Tuesday, December 06, 2016

Dunnigan-type Familial Partial Lipodystrophy

Ivor posted a link to this paper on FB:

Premature atherosclerosis associated with monogenic insulin resistance

Obviously the role of hyperinsulinaemia as a driver for CVD was his main point, reiterated from the paper. Which I think it would be rather hard to disagree with.

But what got me really interested was that here we have a monogenic form of insulin resistance. One (rare) gene defect and all the rest of insulin resistance follows, with early inset CVD etc. So what does this single gene do, which results in the failure of insulin signalling? Well, it seems to have nothing to do with insulin signalling per se, oddly enough.

The affected gene codes for a laminin, one of a family of important structural proteins essential for normal nuclear function, mitosis and important in the control of apoptosis. The particular mis-sense mutation found in the folks detailed in the paper appears to target adipocytes. The gene causes Dunnigan-type familial partial lipodystrophy. Children are born normal and stay pretty well normal until puberty. At that time they lose peripheral fat, maintain central fat and become IGT/diabetic. They lose adipocytes, ie they lose the ability to effectively store fatty acids.

As you lose your sump for fatty acid storage the ability of insulin to inhibit lipolysis in the remaining, overly distended adipocytes, fails so serum free fatty acids rise.

Now, I would be the last person to suggest free fatty acids per se inhibit insulin's action (any more than intracellular accumulated triglycerides do), but a metabolite of fatty acids almost certainly does. Be that acyl-carnitine or acyl-CoA, be that at the redCoQ-complex III docking site or elsewhere, be that via free radicals or not, elevated free fatty acids are a precursor for a molecule which generates insulin resistance. This is quite separate from my ideas on the Protons thread where it is the oxidation of fatty acids which acts as the switch for insulin signalling.

So, does Dunnigan-type partial lipodystrophy cause elevated fatty acids to levels which might be potentially facilitative for insulin resistance? Well, the Hegele paper doesn't report FFA levels. He is to be commended for his perception that insulin per se might have something to do with CVD but he, and most of the rest of the researchers on lipodystrophies, focuses on the elevated triglyceride and related lipoproteins. As they would.

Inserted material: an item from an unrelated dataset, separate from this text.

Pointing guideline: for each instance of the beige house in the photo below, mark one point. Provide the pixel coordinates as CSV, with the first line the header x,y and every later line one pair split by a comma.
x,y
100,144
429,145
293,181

But anyway, I found one paper which delivered the goods on free fatty acids:

Elevated Serum C-Reactive Protein and Free Fatty Acids Among Nondiabetic Carriers of Missense Mutations in the Gene Encoding Lamin A/C (LMNA) With Partial Lipodystrophy

Free fatty acids in affected people: 0.66±0.05mmol/l.

In unaffected people: 0.43±0.03mmol/l, p less than 0.0001.

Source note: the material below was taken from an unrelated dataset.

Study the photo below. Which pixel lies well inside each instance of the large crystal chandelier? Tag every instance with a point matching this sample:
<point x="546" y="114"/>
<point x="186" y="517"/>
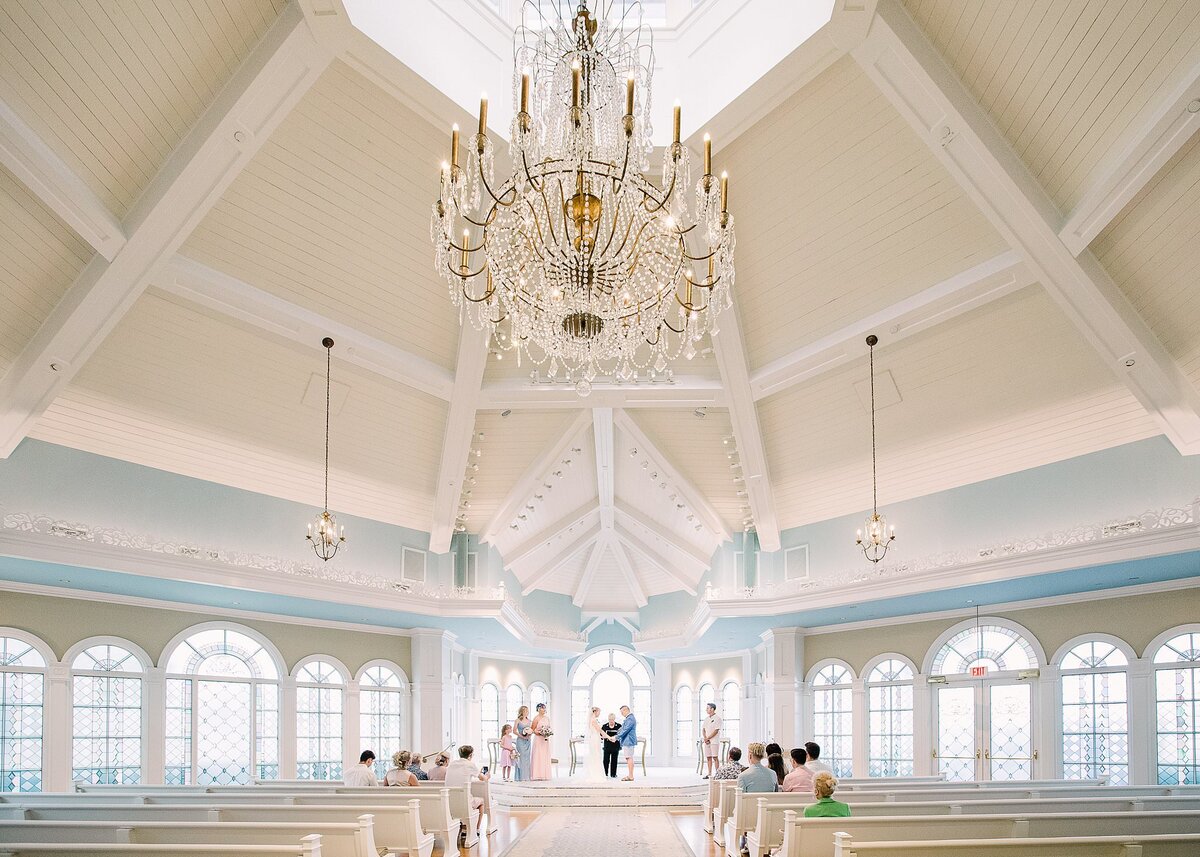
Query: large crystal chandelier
<point x="576" y="259"/>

Makes sense to me, like a mild, late onset version of Berardinelli-Seip lipodystrophy and compatible with the concept that getting fat is fine until you can't gain more weight, so leak FFAs from adipocytes when you really shouldn't. Berardinelli-Seip folks are born emaciated, with no fatty acid storage capability... And yes, they are very diabetic.

Now, there are other many other issues based around elevated free fatty acids and many of them give some interesting insights. I'm not sure which I want to go to next. I'll have a think about it.

Peter

Thursday, December 01, 2016

Inhibiting lipolysis using acipimox

Okay, time to start doing a little blogging again. I've been thinking about various aspects of free fatty acids largely derived from studies using acipimox, like this one:

Inhibition of Lipolysis Ameliorates Diabetic Phenotype in a Mouse Model of Obstructive Sleep Apnea

I consider that one primary action of insulin is to inhibit lipolysis. Which makes it a driver of weight gain. Or, rather, it makes it a mediator of calorie trapping within adipocytes, which drives hunger (you needed those trapped calories), said hunger then gets the blame for the swollen adipocytes. You know, humans only get fat by eating too much. Ask any obesity researcher.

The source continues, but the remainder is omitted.